Senior Editor: Are there any sectors that are proving more resilient than others?
Dr. Nadia Khalil: The services sector has shown somewhat greater resilience compared to construction and wholesale/retail trade, which have been particularly hard hit.
Senior Editor: The report mentions a slight increase in business confidence. Is this optimism justified given the current economic headwinds?
Dr. nadia Khalil: While there might be a glimmer of hope for 2025. This optimism is tentative at best and depends heavily on whether the Egyptian government can implement effective measures to stabilize the currency and manage inflation.
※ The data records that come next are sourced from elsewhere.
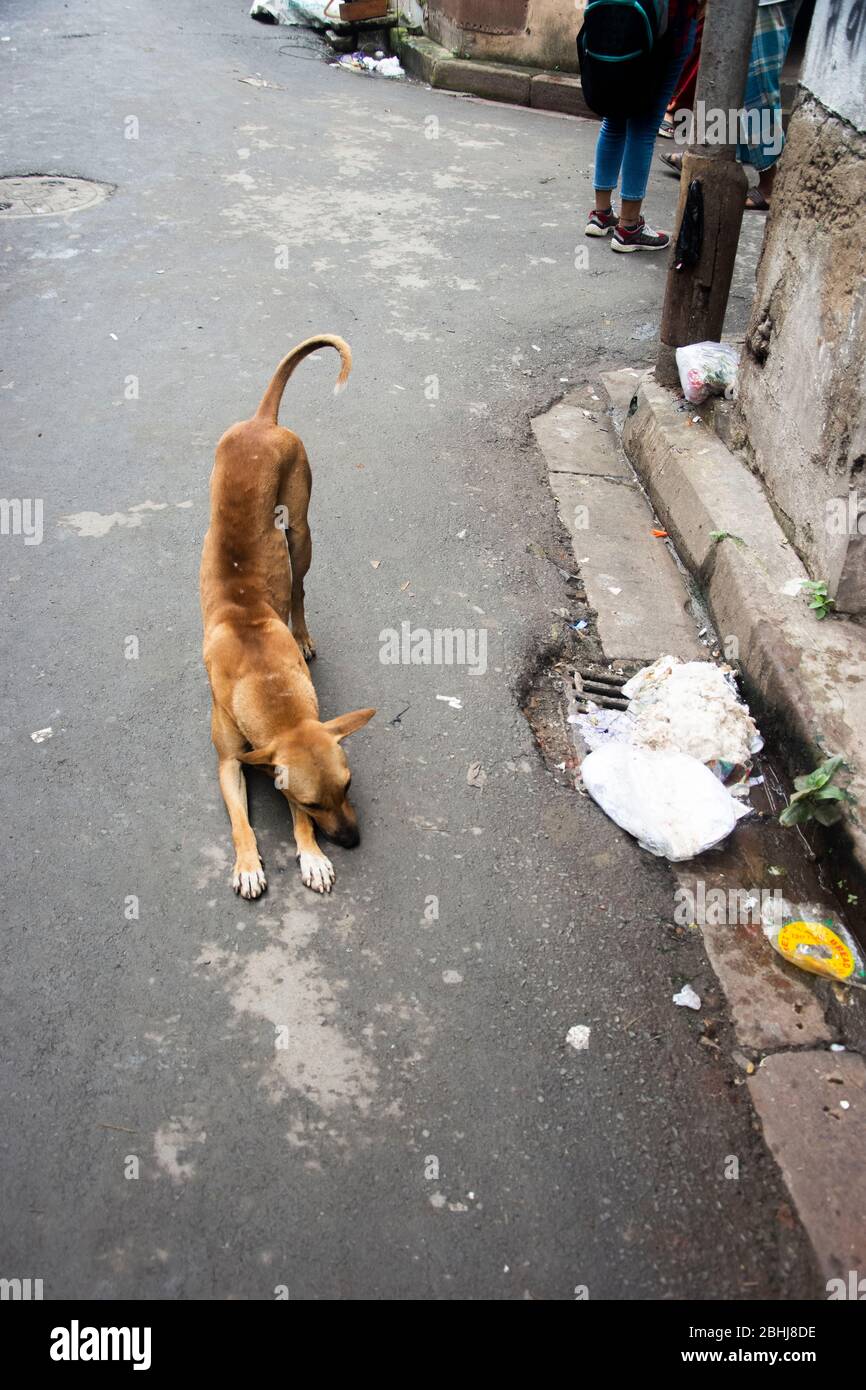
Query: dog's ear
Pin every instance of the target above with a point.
(345, 724)
(257, 756)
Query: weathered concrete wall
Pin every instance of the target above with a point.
(802, 385)
(548, 39)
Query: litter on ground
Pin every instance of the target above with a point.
(669, 801)
(812, 937)
(659, 765)
(382, 66)
(578, 1037)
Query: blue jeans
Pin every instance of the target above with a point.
(627, 142)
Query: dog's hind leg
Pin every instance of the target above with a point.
(248, 875)
(316, 869)
(296, 496)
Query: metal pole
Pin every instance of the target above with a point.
(695, 298)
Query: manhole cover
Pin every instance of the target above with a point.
(45, 195)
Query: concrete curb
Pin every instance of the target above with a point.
(806, 677)
(495, 81)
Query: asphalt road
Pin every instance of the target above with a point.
(367, 1096)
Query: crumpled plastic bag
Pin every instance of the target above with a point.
(706, 370)
(694, 708)
(670, 802)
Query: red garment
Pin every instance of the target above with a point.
(684, 96)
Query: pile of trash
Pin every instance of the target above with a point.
(674, 767)
(380, 64)
(708, 370)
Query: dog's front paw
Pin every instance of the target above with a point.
(316, 872)
(249, 883)
(306, 645)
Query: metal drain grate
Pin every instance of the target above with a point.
(602, 688)
(49, 195)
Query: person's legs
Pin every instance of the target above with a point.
(608, 161)
(762, 102)
(631, 232)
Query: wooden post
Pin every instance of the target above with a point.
(695, 298)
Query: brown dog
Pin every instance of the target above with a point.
(253, 565)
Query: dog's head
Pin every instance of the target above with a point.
(312, 769)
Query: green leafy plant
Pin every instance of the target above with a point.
(816, 798)
(816, 590)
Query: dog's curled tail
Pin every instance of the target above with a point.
(270, 402)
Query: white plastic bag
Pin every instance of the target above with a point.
(706, 369)
(670, 802)
(694, 708)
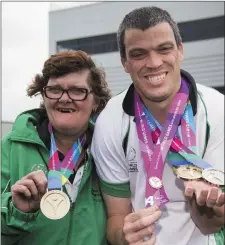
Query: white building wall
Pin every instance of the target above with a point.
(203, 59)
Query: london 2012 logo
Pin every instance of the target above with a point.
(132, 160)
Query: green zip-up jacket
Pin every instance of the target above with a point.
(23, 152)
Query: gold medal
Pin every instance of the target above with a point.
(213, 176)
(189, 172)
(155, 182)
(55, 204)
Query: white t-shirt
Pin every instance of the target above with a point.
(122, 171)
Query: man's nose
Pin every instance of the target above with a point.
(153, 61)
(65, 97)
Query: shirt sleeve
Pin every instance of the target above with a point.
(109, 155)
(214, 154)
(14, 223)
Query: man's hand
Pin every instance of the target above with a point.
(27, 192)
(207, 205)
(139, 225)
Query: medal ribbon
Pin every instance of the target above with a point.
(59, 172)
(187, 149)
(154, 157)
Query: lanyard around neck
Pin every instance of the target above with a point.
(59, 172)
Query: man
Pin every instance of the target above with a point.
(163, 127)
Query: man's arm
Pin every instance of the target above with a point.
(207, 206)
(206, 201)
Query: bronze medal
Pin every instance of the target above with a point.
(55, 204)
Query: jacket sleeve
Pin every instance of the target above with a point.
(14, 224)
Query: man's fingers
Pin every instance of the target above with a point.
(221, 200)
(212, 197)
(146, 221)
(20, 189)
(151, 241)
(201, 197)
(31, 186)
(137, 236)
(39, 179)
(189, 190)
(141, 213)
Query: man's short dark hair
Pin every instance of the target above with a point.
(143, 18)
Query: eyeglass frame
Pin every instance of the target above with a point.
(67, 92)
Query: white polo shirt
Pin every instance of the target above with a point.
(121, 168)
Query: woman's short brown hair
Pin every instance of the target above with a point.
(66, 62)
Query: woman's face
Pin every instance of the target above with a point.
(67, 116)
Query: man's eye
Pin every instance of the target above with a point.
(77, 91)
(54, 90)
(137, 55)
(165, 49)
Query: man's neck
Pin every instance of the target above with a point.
(159, 110)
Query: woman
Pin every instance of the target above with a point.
(50, 191)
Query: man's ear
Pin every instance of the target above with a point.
(125, 65)
(181, 51)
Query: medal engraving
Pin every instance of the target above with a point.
(189, 172)
(213, 176)
(55, 204)
(155, 182)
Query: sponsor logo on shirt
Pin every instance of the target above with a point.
(132, 160)
(39, 166)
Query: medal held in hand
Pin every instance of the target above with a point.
(213, 176)
(55, 204)
(189, 172)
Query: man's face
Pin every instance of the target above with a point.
(67, 116)
(153, 61)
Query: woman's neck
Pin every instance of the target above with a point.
(65, 142)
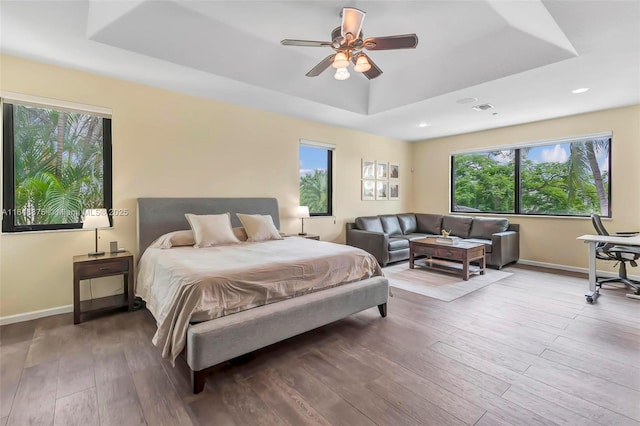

Senior Editor: What are some of the potential ramifications of this economic downturn for Egypt and the wider region?
Dr. Nadia Khalil: If left unaddressed, this downturn could have far-reaching consequences. It could impact foreign investment, lead to further job losses, and increase social unrest.The situation also has implications for regional stability, as Egypt is a key player in the North African and Middle Eastern economies.
Senior Editor: Dr. Khalil, thank you for providing your insightful analysis of this complex situation.
Dr. Nadia Khalil: My pleasure. I hope that the Egyptian government and international partners can work together to find solutions to address these pressing economic challenges.